A bucket handle tear. The best way to understand a bucket handle tear is to look at what it shows up like when you’re looking from the top. This is the normal Meniscus on this side, and you can see its shaped like a C. But on this side, you see a rent or a tear in the Meniscus, and you see that one part of the Meniscus has actually moved inward opening up the tear. When you were looking at this, you’ve got to realize when you’re looking at this on a cross section, you’re slicing across this like so, so you’re going to see one piece of the Meniscus over here and one piece of the Meniscus over there. That’s a bucket handle tear. That means that one piece of the Meniscus has separated from the other one. And if we were to look at it in three dimensions, it would look like this.

A displaced Meniscus with a tear is something else you should be on the lookout for because this is very common when we’re in a situation where the patient has had prior surgery. Basically, the surgeons usually take out this part of the Meniscus inside and that allows the Meniscus to spit outside the joint. So we can see this Meniscus is a nice dark triangle, and it’s contained within the joint, and this Meniscus is now outside the joint. This is where the joint ends. It’s been spit outside the joint, and it’s got this light area in it, so it’s torn and displaced. What does that mean? Well, this Meniscus is acting as a nice shock absorber, and this Meniscus is not.

A displaced Meniscus with bone spurs. You can see here that both of these Meniscuses are kind of pushed out of the joint a little bit, this one more so than this one, but you can see this Meniscus actually is pushed outside the joint, and little spurs have formed here and there. Now, these are what I call functional bone spurs. These bone spurs shouldn’t be taken off because if you take them off surgically, unless they’re causing some other problem, you’re going to end up creating less cushioning for the joint. Right now, this Meniscus has begun to spit outside the joint. The body formed these spurs to take advantage of that new position, and it’s still a valid shock absorber. But if we take those bone spurs off, we’re going to have problems.

A displaced and macerated Meniscus is right here. This is someone who’s got no cartilage on this compartment right here. You can see that this has a normal triangle, dark Meniscus. There’s a little bit of grey stuff at the end of the dark bone here which is thinning cartilage, but this side has really very little cartilage. The bone is bright which means that the bone is getting bruised and probably small fractures within the bone. And we can see here, the Meniscus is pushed out of the joint, has lots of white in it, so it’s macerated, meaning it has lots of different tears.

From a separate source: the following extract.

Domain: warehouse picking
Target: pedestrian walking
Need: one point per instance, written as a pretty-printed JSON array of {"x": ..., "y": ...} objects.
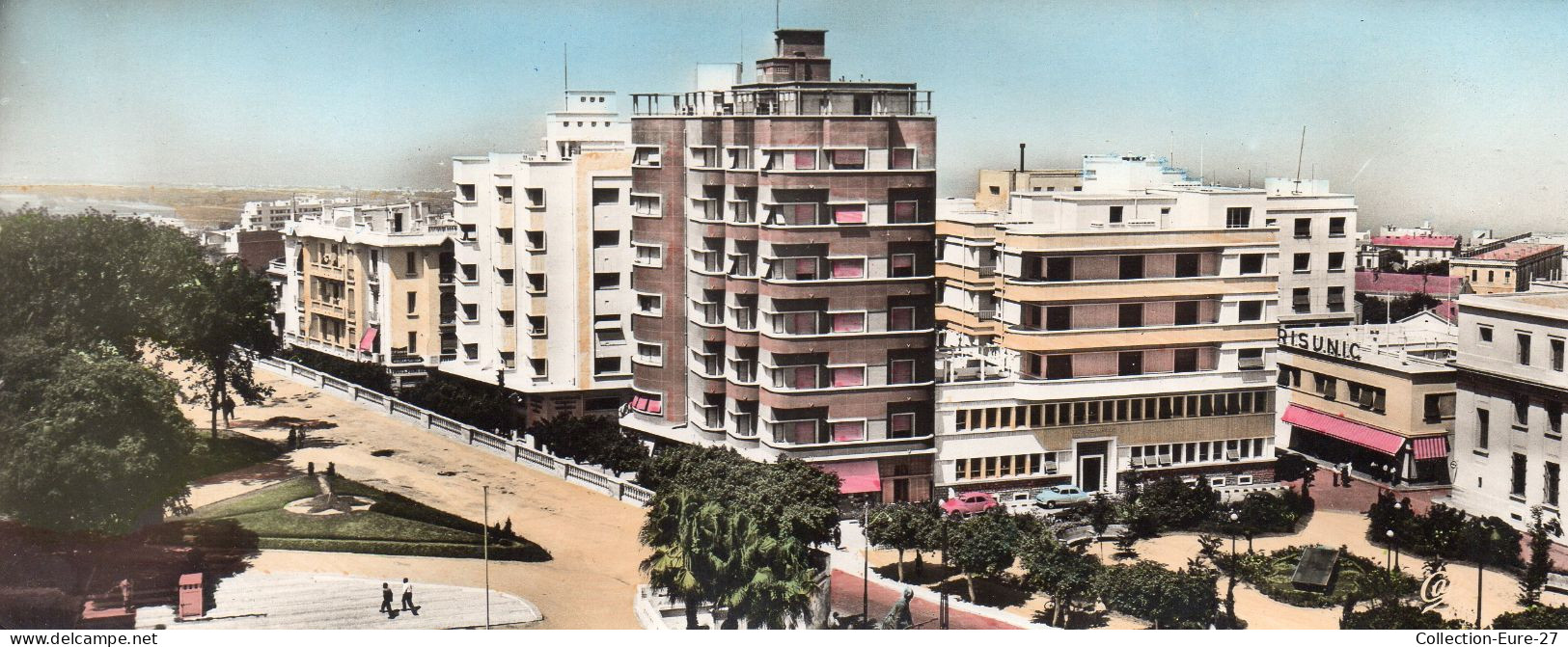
[{"x": 408, "y": 597}]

And this is a macerated Meniscus with bone cysts. This is what will happen in the long run if a Meniscus is not there. The bone will actually die off which is this little cyst right here. And on these before images, you can see a very nasty-looking Meniscus. It doesn’t really look like a Meniscus. You can see the normal one over here, a nice dark triangle. You can see what’s left of this one after surgery, not much. And then after a stem cell treatment, you can see here that the Meniscus actually has some form to it. It’s not normal by any stretch of the imagination, but it has some form to it. And you can see that the bone cyst went from looking like this to looking like that or much, much less.

On this side, we see a macerated Meniscus with bone cysts from the side view or the Sagittal. We see here, we have some bone cysts here. Again, the same Meniscus we’re looking at now from the side, it looks almost like a untamed dragon. And over here, we can see after the stem cell treatment, it has much better form to it, and those little bone cysts go away.

And then an absent Meniscus with no cartilage whatsoever. We can see the nice normal triangle over here. This one is completely gone, and there’s not a Meniscus there, and there’s no cartilage there either.

Well, thanks for watching. I hope this gives you some sense of what’s on your knee MRI. I always find that an empowered patient is actually the best patient because an empowered patient is one that knows what they’re looking at, that knows what all of this stuff means, is one that actually helps the doctor figure out what the best options are for that patient, so thank you for listening.